Good practice sketch.
Picture Plane Practice - Hand
This is another hand sketch with the picture plane. Practice brings repetition, and I enjoy focusing on the lines, angles, and negative space, not that I am drawing a hand. It works as I focus on using my right brain and excusing my left dominant brain.
Enjoy
Another Upside-Down Man
Today’s sketch was another where you look at the image upside down. This exercise from the book Drawing on the Right Side of Brain reduces mental conflict. Drawing upside down uses the gap between recognition (knowing you are drawing a man) and drawing upside down, so you focus on lines, angles, and circles. In other words, use the right side of your brain.
This Drawing is from page 53 of Drawing on the Right Side of Brain and is by Pablo Picasso of the Russian Composer Igor Stravinsky.

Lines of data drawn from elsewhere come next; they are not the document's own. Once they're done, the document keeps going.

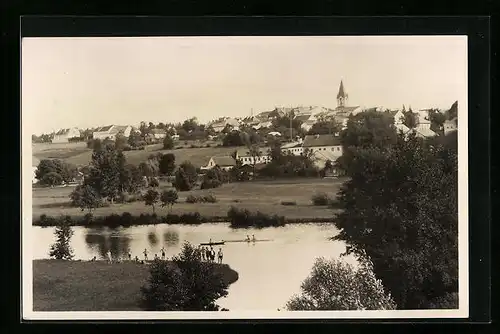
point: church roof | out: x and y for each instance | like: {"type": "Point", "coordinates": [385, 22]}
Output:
{"type": "Point", "coordinates": [341, 90]}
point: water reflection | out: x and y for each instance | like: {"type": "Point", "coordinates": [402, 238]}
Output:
{"type": "Point", "coordinates": [171, 238]}
{"type": "Point", "coordinates": [152, 239]}
{"type": "Point", "coordinates": [103, 241]}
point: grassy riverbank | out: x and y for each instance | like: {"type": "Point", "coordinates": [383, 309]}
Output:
{"type": "Point", "coordinates": [93, 286]}
{"type": "Point", "coordinates": [263, 196]}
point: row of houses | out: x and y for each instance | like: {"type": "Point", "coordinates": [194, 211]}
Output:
{"type": "Point", "coordinates": [322, 147]}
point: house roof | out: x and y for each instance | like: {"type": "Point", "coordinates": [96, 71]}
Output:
{"type": "Point", "coordinates": [321, 140]}
{"type": "Point", "coordinates": [303, 117]}
{"type": "Point", "coordinates": [224, 161]}
{"type": "Point", "coordinates": [158, 131]}
{"type": "Point", "coordinates": [341, 90]}
{"type": "Point", "coordinates": [245, 152]}
{"type": "Point", "coordinates": [104, 128]}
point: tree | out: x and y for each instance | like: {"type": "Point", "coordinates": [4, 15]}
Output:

It was enjoyable, and I focused on the lines and angles, not calling out a head, face, or hands. It works.
The Bike
Interesting how difficult it is to describe or draw something from memory. We have seen thousands of bikes, but sketching a bike from memory is complex. Remembering all the essential details is hard. This is true for many things we try and do from memory.
Today’s sketch is a simple bike – from memory. I really had a hard time getting the details – how does the down tube look, do I have brakes, how about the derailleurs…. And I raced bikes.
Another good exercise in slowing down and working through the details, something we can all do; sketching or not.
Another Mug Shot
I enjoy my morning coffee. And as I enjoy sketching in the morning, my morning coffee mug is a great subject. Another Disney mug.